Second Quarter GDP Revised Down to Disappointment
By TJ Kim
September 28, 2012
Yesterday, the final revision for GDP in the second quarter was released. As opposed to the consensus that forecasted the growth at 1.7%, the actual result revised down the growth rate to 1.3%, even slower than Q1 GDP growth. Accounting for the downward revision to Q2 GDP are consumption, structural investment and inventory.
Declines in both consumption and inventory seem to be major detractors to final GDP measure in the second quarter. Economics research team from Citi wrote in U.S. Macro Flash,
“About half of the revision was a downward adjustment to inventories (mostly farm inventories on the drought). The other half of the revision was domestic demand, revised to 1.4% from 1.6%… On balance, these data points continue to point to a sub-par 1 ½% gain in real GDP in 2H 2012, a step down from the early-year pace.”
Second quarter GDP does not bode well for second half of economic growth. There are no clear signs of deterioration as the leading economic indicators signal different direction for the future economy.
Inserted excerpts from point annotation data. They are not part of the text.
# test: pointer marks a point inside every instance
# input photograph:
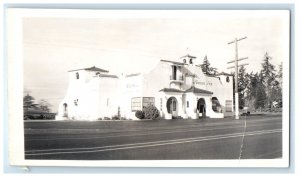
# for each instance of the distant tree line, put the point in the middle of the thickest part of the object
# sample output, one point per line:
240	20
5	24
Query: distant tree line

However, what is worrisome is that there isn’t a clear sign of rebounding economy either, especially in times when economic growth is already sluggish. Global Markets Research from Deutsche Bank wrote in Data Flash,
“This trend is likely to continue into the second half of the year, as well. Overall, the combination of claims and GDP revision are mixed bag: Economic momentum is lower heading into the second half, but the all-important labor market does not appear to be deteriorating meaningfully further.”
Finally, QE3 may play some short-term booster in economic growth, especially in investment and consumption. However, not many have faith in the effectiveness of this non-conventional FOMC operation in the long run. Upon the release, 10-yr U.S. Treasury yield dropped back to the pre-QE3 announcement level at 1.62%.